PostgreSQL has enum types, works as it should. I don't know if an enum is "better" than a constraint, they just both work.
From my point of view, given a same set of values
Enum is a better solution if you will use it on multiple column
If you want to limit the values of only one column in your application, a check constraint is a better solution.
Of course, there is a whole lot of other parameters which could creep in your decision process (typically, the fact that builtin operators are not available), but I think these two are the most prevalent ones.
I'm hoping somebody will chime in with a good answer from the PostgreSQL database side as to why one might be preferable to the other.
From a software developer point of view, I have a slight preference for using check constraints, since PostgreSQL enum's require a cast in your SQL to do an update/insert, such as:
INSERT INTO table1 (colA, colB) VALUES('foo', 'bar'::myenum)

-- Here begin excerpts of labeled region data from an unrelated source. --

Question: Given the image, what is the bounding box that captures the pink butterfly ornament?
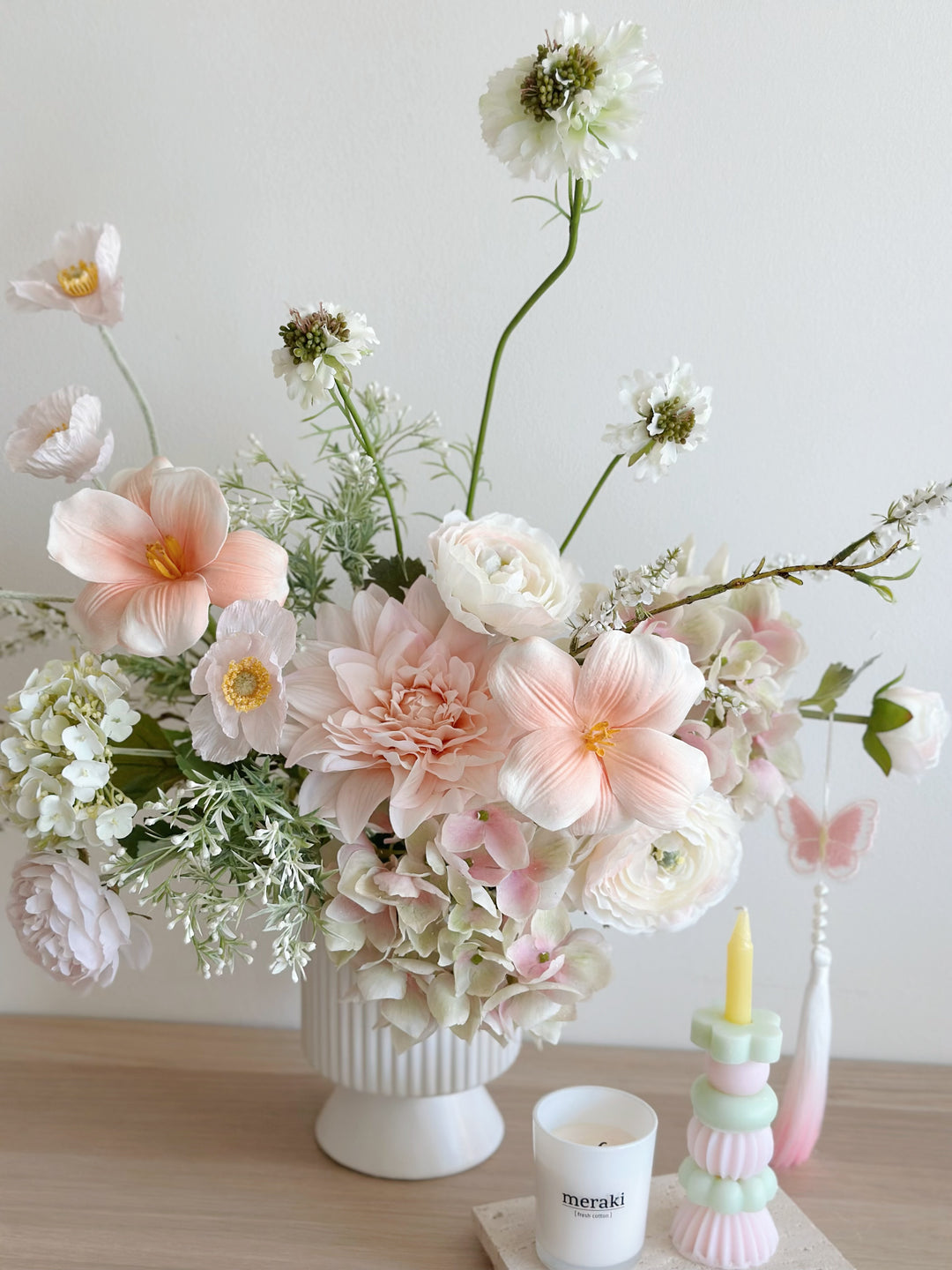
[777,794,880,881]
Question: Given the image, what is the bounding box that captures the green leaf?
[868,698,912,734]
[800,656,876,713]
[863,728,892,776]
[367,557,427,600]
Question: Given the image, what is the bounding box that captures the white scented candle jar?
[532,1085,658,1270]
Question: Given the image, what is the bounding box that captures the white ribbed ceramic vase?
[301,944,519,1180]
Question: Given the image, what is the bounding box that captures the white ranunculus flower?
[6,851,151,987]
[429,512,582,639]
[6,222,123,326]
[480,12,661,180]
[4,387,113,482]
[878,684,952,776]
[271,300,380,410]
[571,790,741,933]
[603,357,710,482]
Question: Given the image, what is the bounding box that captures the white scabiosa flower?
[571,790,741,933]
[6,851,151,987]
[480,12,661,180]
[4,386,113,484]
[429,512,582,639]
[6,222,123,326]
[603,357,710,482]
[271,300,380,409]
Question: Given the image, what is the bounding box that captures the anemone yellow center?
[146,534,185,579]
[56,260,99,300]
[221,656,271,713]
[582,719,618,758]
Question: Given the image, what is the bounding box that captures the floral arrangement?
[0,14,952,1049]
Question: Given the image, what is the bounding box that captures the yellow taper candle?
[724,908,754,1024]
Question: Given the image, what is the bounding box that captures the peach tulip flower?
[47,459,288,656]
[488,631,710,837]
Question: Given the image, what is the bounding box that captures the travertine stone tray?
[472,1174,854,1270]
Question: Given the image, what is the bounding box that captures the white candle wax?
[552,1124,635,1147]
[532,1085,658,1270]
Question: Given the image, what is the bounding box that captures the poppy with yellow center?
[56,260,99,300]
[221,656,271,713]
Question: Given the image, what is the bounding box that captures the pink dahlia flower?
[47,459,288,656]
[188,600,297,763]
[286,578,510,842]
[6,222,123,326]
[4,387,113,482]
[490,631,710,836]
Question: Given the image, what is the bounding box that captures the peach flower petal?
[202,529,288,609]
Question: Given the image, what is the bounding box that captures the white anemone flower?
[6,221,123,326]
[4,386,113,484]
[602,357,710,482]
[480,12,661,180]
[271,300,380,409]
[190,600,297,763]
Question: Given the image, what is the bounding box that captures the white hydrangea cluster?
[0,653,139,849]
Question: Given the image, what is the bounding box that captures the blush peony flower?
[286,578,510,840]
[571,790,741,933]
[877,684,951,776]
[6,851,151,987]
[604,357,710,482]
[490,631,710,836]
[188,600,297,763]
[47,459,288,656]
[4,387,113,482]
[271,300,378,410]
[6,222,123,326]
[480,12,661,180]
[429,512,582,639]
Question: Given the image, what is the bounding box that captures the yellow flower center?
[221,656,271,713]
[146,534,185,579]
[582,719,618,758]
[56,260,99,300]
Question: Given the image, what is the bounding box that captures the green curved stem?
[99,326,159,459]
[331,382,404,560]
[465,178,585,516]
[559,455,624,551]
[800,709,869,724]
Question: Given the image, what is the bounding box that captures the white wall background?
[0,0,952,1059]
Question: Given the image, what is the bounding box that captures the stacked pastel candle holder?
[672,909,782,1270]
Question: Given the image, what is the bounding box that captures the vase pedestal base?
[314,1085,505,1181]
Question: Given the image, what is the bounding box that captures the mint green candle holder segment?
[690,1005,783,1065]
[690,1076,777,1132]
[678,1155,777,1217]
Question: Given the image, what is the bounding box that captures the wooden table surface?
[0,1017,952,1270]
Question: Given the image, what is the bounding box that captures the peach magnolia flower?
[6,221,123,326]
[286,578,510,842]
[490,631,710,836]
[4,387,113,484]
[188,600,297,763]
[47,459,288,656]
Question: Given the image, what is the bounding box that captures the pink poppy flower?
[490,631,710,836]
[4,387,113,484]
[47,459,288,656]
[6,222,123,326]
[188,600,297,763]
[286,578,510,842]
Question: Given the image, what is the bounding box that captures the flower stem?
[559,455,623,551]
[331,382,404,560]
[800,706,869,724]
[99,326,159,459]
[465,178,585,516]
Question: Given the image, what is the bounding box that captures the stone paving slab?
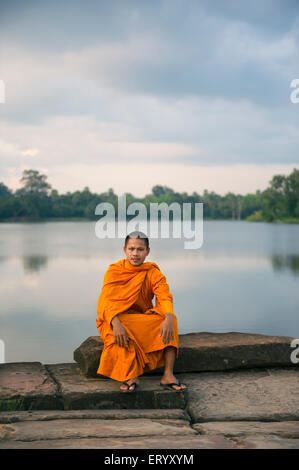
[73,332,296,377]
[233,435,299,449]
[0,409,190,424]
[0,362,61,411]
[0,418,197,442]
[0,434,238,448]
[185,368,299,422]
[46,363,187,410]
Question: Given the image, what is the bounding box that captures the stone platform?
[0,333,299,449]
[74,332,294,377]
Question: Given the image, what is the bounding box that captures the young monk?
[96,232,186,392]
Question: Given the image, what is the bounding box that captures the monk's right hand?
[111,317,129,349]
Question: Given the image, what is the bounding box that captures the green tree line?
[0,168,299,223]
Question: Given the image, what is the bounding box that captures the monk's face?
[124,238,150,266]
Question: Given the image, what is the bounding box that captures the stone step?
[0,408,190,424]
[74,332,297,377]
[0,409,299,448]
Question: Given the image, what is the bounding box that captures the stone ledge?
[0,362,61,411]
[74,332,298,377]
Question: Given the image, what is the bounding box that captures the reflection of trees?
[23,255,48,273]
[271,255,299,275]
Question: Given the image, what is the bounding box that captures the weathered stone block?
[0,362,62,411]
[74,332,299,378]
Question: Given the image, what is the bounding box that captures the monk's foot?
[120,377,139,392]
[161,373,187,390]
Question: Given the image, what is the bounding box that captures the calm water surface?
[0,221,299,364]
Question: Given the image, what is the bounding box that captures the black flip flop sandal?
[160,381,187,392]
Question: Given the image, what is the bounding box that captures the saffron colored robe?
[96,259,179,381]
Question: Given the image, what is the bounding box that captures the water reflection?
[271,255,299,276]
[0,221,299,363]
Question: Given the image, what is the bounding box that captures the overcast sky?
[0,0,299,196]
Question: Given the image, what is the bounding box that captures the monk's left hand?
[159,315,174,344]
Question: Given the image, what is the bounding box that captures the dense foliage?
[0,168,299,223]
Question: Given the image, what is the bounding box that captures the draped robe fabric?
[96,259,179,381]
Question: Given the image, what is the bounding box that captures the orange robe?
[96,259,179,381]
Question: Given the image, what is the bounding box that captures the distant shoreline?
[0,216,299,225]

where "myenum" is the enum type you specified in PostgreSQL.
This certainly makes the SQL non-portable (which may not be a big deal for most people), but also is just yet another thing you have to deal with while developing applications, so I prefer having VARCHARs (or other typical primitives) with check constraints.
As a side note, I've noticed that MySQL enums do not require this type of cast, so this is something particular to PostgreSQL in my experience.